Reducing their importance to the playing side has had a similar effect on the standing of these two totems of the last decade. It has been easier for a manager to freeze them out when he himself has little to lose. Lampard’s continuing professionalism was in evidence as he ran as hard as ever in midfield and forced the parry from Yann Sommer that led to his team’s opener. Terry could only sulk on the sidelines when his defensive colleagues struggled against Basel’s fast-breaking forwards.

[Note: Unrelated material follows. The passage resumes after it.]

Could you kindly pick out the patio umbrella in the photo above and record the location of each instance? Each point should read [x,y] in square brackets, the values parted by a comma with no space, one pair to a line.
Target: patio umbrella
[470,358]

Mohammed Salah’s goal might not have happened had Terry been playing. He has always played as the last man and would back himself not to get as sucked in as Branislav Ivanovic was to the one-two that Valentin Stocker played beyond the Serb.

That Salah’s goal immediately followed a Fernando Torres shot that went out for a throw-in looked to have confirmed an ever-present Chelsea narrative; this is no £50 million player, this is a continuing decline and even Mourinho the master motivator might struggle with this unhappy soul yet a smile was apparent, even behind the mask, when Torres pounced on a rebound from Lampard’s shot to neutralise the Swiss.

Moses has been a beneficiary of Rafa’s rotation. His goal, taken at the second attempt, was his eighth in competitions outside the Premier League. He has been a staple of Benitez’s midweek Europa XI while establishing himself as a Chelsea player when some could find no place for him

The marathon demands of the 2012-13 season means there can be not let-up, no resting on laurels. By this time next week, Chelsea will have played Manchester United and Tottenham. Even Amsterdam and Benfica do not provide the season’s conclusion before a well-earned rest. Four days later, a match with Everton will most probably be vital to Chelsea returning to the Champions League, the detail Benitez was handed when he succeeded Roberto Di Matteo in November.

Chelsea have played in eight different tournaments this season. All that remains to win is the one they never wanted to play in at all. And the manager that can win it for them is the last man that Chelsea fans wanted in charge. May 15 offers a chance for shared celebration if never acceptance.